Recent modeling research suggests that malaria-related deaths in sub-Saharan Africa in 2020 could be more than double those of 2019 if malaria-prevention activities are interrupted due to COVID-19. The malaria burden is heavily concentrated in sub-Saharan Africa, where COVID-19 cases are also rising.
A new study, conducted by an international team, demonstrated that the parasites that cause malaria are heavily dependent on enzymes in red blood cells, protein kinases, where the parasites hide and proliferate. The study, “Analysis of erythrocyte signaling pathways during Plasmodium falciparum infection identifies targets for host-directed antimalarial intervention,” is published in Nature Communications.
Intracellular pathogens, such as Plasmodium falciparum, mobilize host signaling pathways of their host cell to promote their own survival. According to the authors, emerging evidence suggests that signal transduction elements are activated in a-nucleated erythrocytes in response to infection with malaria parasites, but the extent of this phenomenon remains unknown.
In this study, the team of researchers “fill this knowledge gap through a comprehensive and dynamic assessment of host erythrocyte signaling during infection with Plasmodium falciparum.” Using arrays of 878 antibodies directed against human signaling proteins to interrogate the activation status of host erythrocyte phospho-signaling pathways at three blood stages of parasite asexual development, they reveal a dynamic modulation of many host signaling proteins across parasite development.
The authors focused on the hepatocyte growth factor receptor (c-MET) and the MAP kinase pathway component B-Raf, providing a proof of concept that human signaling kinases identified as activated by malaria infection represent attractive targets for antimalarial intervention.
The study supports further study of drugs developed for cancer, which inactivate the protein kinases and are highly effective in killing the parasite as an alternative to drugs that target the parasite itself. This strategy is promising as it suggests a promising path forward using repurposed drugs for malaria.
Lead author, Jack Adderley, PhD, a postdoctoral fellow at RMIT University in Melbourne, Australia, noted that the analysis revealed which of the host cell enzymes were activated during infection, revealing novel points of reliance of the parasite on its human host.
“This approach has the potential to considerably reduce the cost and accelerate the deployment of new and urgently needed antimalarials,” Adderley said. “These host enzymes are in many instances the same as those activated in cancer cells, so we can now jump on the back of existing cancer drug discovery and look to repurpose a drug that is already available or close to completion of the drug development process.”
As well as enabling the repurposing of drugs, the approach is likely to reduce the emergence of drug resistance, as the pathogen cannot escape by simply mutating the target of the drug, as is the case for most currently available antimalarials.

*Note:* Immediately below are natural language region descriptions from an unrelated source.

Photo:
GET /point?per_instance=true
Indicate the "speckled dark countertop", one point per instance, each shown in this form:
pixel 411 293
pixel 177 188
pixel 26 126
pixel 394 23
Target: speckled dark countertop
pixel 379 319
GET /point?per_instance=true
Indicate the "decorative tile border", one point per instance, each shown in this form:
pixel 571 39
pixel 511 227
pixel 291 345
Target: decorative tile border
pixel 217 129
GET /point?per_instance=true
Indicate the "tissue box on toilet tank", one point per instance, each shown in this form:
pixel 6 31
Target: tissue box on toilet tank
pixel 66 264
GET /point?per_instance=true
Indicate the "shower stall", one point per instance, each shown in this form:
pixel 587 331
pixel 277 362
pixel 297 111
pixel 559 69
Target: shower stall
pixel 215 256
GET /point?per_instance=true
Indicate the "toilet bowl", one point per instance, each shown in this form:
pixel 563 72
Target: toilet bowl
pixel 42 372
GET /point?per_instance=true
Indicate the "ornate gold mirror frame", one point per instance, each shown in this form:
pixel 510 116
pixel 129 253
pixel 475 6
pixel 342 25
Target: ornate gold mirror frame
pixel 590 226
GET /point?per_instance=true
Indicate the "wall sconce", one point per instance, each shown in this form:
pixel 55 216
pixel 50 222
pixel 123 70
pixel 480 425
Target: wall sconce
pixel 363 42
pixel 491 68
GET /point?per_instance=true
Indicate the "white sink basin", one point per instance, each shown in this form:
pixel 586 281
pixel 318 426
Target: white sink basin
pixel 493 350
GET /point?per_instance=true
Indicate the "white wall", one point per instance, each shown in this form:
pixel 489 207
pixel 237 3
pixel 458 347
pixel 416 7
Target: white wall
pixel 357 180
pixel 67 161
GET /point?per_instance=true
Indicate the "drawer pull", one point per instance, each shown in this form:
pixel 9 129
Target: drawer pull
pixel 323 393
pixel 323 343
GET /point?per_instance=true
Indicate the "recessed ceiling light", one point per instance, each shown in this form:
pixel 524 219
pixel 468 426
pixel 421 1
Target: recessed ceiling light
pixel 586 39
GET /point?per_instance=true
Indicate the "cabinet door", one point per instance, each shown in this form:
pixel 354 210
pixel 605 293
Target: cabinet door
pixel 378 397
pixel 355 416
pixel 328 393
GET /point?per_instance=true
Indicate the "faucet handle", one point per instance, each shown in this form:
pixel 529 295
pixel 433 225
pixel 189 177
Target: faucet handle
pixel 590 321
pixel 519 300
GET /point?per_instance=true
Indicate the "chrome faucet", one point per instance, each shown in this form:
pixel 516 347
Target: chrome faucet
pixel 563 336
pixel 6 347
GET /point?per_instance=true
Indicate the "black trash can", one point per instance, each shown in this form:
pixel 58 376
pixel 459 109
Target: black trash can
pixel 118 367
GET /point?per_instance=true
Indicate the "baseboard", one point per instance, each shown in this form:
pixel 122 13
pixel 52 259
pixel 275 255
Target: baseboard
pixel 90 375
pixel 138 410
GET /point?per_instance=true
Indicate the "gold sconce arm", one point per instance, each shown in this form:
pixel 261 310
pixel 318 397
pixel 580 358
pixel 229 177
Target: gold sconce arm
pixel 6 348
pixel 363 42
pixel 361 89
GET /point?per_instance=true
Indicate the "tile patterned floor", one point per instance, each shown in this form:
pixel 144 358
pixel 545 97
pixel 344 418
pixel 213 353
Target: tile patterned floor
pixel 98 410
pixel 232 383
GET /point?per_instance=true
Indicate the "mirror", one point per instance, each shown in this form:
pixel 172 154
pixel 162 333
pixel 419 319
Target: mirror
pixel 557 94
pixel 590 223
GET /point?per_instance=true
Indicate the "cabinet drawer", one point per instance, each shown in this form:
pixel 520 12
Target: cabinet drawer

Christian Doerig, associate dean for the Biomedical Sciences Cluster at RMIT and senior author of the paper, said the findings were exciting, as drug resistance is one of the biggest challenges in modern healthcare, not only in the case of malaria, but with most infectious agents, including a large number of highly pathogenic bacterial species.
“We are at risk of returning to the pre-antibiotic era if we don’t solve this resistance problem, which constitutes a clear and present danger for global public health. We need innovative ways to address this issue,” he said.
“By targeting the host and not the pathogen itself, we remove the possibility for the pathogen to rapidly become resistant by mutating the target of the drug, as the target is made by the human host, not the pathogen.”
The distribution of long-lasting insecticidal mosquito nets has had a major role in the control of malaria in sub-Saharan Africa, and many countries have net-distribution campaigns planned for 2020. Other anti-malaria strategies are a welcome addition to net-based prevention strategies.